With mounting capacity issues at some of the UK’s major international airports, NATS have partnered up with several European organisations including SESAR to study how single runway operations might be made more efficient.
National Air Traffic Services (NATS) are the UK’s leading provider of air traffic control services, and handle over 2.5 million flights each year. They hope the outcome will be a ‘paradigm shift’ in how aircraft separation for departures can be managed.
Wake turbulence is caused by vortices – counter-rotating cylindrical air masses which trail aft from the aircraft.

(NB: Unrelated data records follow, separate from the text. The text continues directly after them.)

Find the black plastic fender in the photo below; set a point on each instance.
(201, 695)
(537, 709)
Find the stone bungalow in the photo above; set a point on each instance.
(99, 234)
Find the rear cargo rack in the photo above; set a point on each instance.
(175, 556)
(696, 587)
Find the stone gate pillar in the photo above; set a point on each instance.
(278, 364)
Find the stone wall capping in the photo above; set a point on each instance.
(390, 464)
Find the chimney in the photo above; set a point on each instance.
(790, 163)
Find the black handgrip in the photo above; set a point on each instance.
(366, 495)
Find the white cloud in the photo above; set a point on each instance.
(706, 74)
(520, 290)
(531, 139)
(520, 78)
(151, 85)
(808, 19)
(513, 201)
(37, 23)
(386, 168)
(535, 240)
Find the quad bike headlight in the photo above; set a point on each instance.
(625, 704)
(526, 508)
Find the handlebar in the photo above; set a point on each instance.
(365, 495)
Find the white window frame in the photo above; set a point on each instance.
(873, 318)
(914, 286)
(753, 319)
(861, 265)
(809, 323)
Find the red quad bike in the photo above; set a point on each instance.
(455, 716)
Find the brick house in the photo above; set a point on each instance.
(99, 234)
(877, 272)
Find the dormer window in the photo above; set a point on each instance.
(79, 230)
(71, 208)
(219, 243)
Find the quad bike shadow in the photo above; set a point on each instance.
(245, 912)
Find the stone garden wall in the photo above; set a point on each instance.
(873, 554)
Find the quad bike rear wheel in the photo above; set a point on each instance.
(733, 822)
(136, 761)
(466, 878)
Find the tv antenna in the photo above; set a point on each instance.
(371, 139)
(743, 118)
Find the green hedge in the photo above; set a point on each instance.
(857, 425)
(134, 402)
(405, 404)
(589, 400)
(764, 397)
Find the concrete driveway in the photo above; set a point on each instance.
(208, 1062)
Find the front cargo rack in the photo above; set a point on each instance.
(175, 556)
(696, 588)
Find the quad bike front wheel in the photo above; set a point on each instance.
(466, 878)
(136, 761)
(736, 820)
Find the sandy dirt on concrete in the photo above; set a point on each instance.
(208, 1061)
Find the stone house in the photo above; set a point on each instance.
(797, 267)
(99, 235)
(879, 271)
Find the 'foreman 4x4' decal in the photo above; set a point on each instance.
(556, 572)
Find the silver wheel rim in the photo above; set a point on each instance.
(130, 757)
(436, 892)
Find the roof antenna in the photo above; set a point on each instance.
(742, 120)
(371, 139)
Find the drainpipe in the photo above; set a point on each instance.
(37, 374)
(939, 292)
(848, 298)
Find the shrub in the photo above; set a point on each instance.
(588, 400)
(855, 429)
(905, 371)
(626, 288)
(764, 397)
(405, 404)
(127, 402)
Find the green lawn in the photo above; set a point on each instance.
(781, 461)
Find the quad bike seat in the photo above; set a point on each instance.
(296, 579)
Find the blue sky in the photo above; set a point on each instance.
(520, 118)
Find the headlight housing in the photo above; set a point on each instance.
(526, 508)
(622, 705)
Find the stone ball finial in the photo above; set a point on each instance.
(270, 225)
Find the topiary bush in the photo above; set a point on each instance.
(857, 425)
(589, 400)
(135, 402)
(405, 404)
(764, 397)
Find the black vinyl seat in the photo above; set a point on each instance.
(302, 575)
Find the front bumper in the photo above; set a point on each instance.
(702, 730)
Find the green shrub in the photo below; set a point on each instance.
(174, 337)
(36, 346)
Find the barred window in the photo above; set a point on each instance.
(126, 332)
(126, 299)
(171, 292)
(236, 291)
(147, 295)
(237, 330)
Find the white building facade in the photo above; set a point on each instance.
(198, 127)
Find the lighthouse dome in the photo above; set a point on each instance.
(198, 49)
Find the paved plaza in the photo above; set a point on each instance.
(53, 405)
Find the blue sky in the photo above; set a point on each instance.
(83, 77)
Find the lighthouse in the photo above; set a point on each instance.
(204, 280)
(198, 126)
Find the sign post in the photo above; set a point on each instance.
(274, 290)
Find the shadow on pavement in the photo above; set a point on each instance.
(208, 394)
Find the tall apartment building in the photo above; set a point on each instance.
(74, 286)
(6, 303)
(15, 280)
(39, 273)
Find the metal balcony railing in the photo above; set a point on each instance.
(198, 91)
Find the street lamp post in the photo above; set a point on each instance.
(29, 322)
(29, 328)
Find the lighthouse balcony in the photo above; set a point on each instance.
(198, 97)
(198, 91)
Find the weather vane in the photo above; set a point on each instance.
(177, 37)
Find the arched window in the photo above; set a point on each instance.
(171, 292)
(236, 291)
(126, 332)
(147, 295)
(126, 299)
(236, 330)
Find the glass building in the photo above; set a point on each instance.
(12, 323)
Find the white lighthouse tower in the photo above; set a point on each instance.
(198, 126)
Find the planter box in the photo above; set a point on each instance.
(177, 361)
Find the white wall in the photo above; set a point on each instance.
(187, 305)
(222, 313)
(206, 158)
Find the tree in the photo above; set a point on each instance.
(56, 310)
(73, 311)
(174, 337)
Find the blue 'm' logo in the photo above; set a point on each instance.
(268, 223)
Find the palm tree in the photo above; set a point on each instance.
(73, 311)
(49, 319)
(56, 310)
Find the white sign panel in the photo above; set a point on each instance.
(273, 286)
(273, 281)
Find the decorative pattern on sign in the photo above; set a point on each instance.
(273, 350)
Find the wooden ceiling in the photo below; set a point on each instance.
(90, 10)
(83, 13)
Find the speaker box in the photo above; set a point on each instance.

They are present behind every aircraft, but in general the strength is proportional to the weight (and decrease in speed) of an aircraft.
When another aircraft encounters wake turbulence, it can result in severe rolling motion, sometimes exceeding the roll-control authority of the aircraft.
To help avoid wake turbulence encounters, there are minimum separation standards for aircraft – both for take-off and landing.
Generally, these divide aircraft into 6 categories based on their weight, and wake separation uses time or distance based separation to help prevent aircraft flying through the wake of another, heavier aircraft.
For example, in the UK a medium aircraft (weight between 7000 to 136,000kg) landing after a heavy aircraft requires a 5nm separation, while a medium departing after a heavy requires at least 2 minutes separation.
More information on separation standards and wake turbulence can be found from various sources such as this NATS safety circular.
Why does it need a review?
The current time based separation for departures reduces the efficiency of runways. Departures have to be staggered, leading to reduced departure frequency.
Often, ATC will attempt to coordinate similar sized aircraft which can result in categories being held on the ground for longer periods, which is inefficient fuel wise.
As NATS say: “Punctuality is key and the value of departure slots is counted in millions of pounds, a little delay can add up to a large economic and environmental cost”. This is especially challenging with single runway airports.
London Heathrow airport (LHR), where NATS is considering trials in the future, is currently running at over 98% capacity – which is around 480,000 flights a year.
This is significantly lower than the runway capacity at Europe’s primary hub airports Amsterdam (AMS), Paris Charles de Gaulle (CDG), Frankfurt (FRA) and Madrid (MAD).
What will the new concept look like?
The SESAR Dynamic Pairwise Separation Project is still in the early stages of consideration, but the concept involves considering the climb performance and profiles of smaller aircraft which tend to have shorter take-off runs.
This means that they lift off at a point earlier along the runway, and can achieve steeper climb angles that larger aircraft.
Time separation could be suspended where it is assessed that the smaller aircraft path can remain above the more shallow path – so remaining ‘outside the volume of disturbed air’.
The suspension of time based separation could result in a 50% reduction in separation time between some aircraft pairs, enabling a higher frequency of departures from a single runway and much more efficient operations.
What’s the hold up?
The concept of ‘tailored’ separation spacing will require a study of a wide range of aircraft types and performance behaviours simulated within various operating conditions.
Aircraft performance varies significantly, so departure trajectories and spacing will need to be considered dynamically for different leader-follower pairs.
Additionally, considerations of non-standard scenarios including emergency procedures will need to be studied to ensure mitigations are available in the case of engine failures, or other events which might change the ‘planned’ trajectory and so reduce separation to within unsafe margins.
More on the story can be read on the NATS Blog here. This is not the only airspace efficiency project NATS have underway.
In 2021 they implemented the largest change to UK airspace in its history, when they started the introduction of Free Route Airspace (FRA).
A second deployment took place in early 2023, expanding the region of available FRA which now covers part of the North Sea, Scotland, North Atlantic, Northern Ireland and a portion of northern and south England.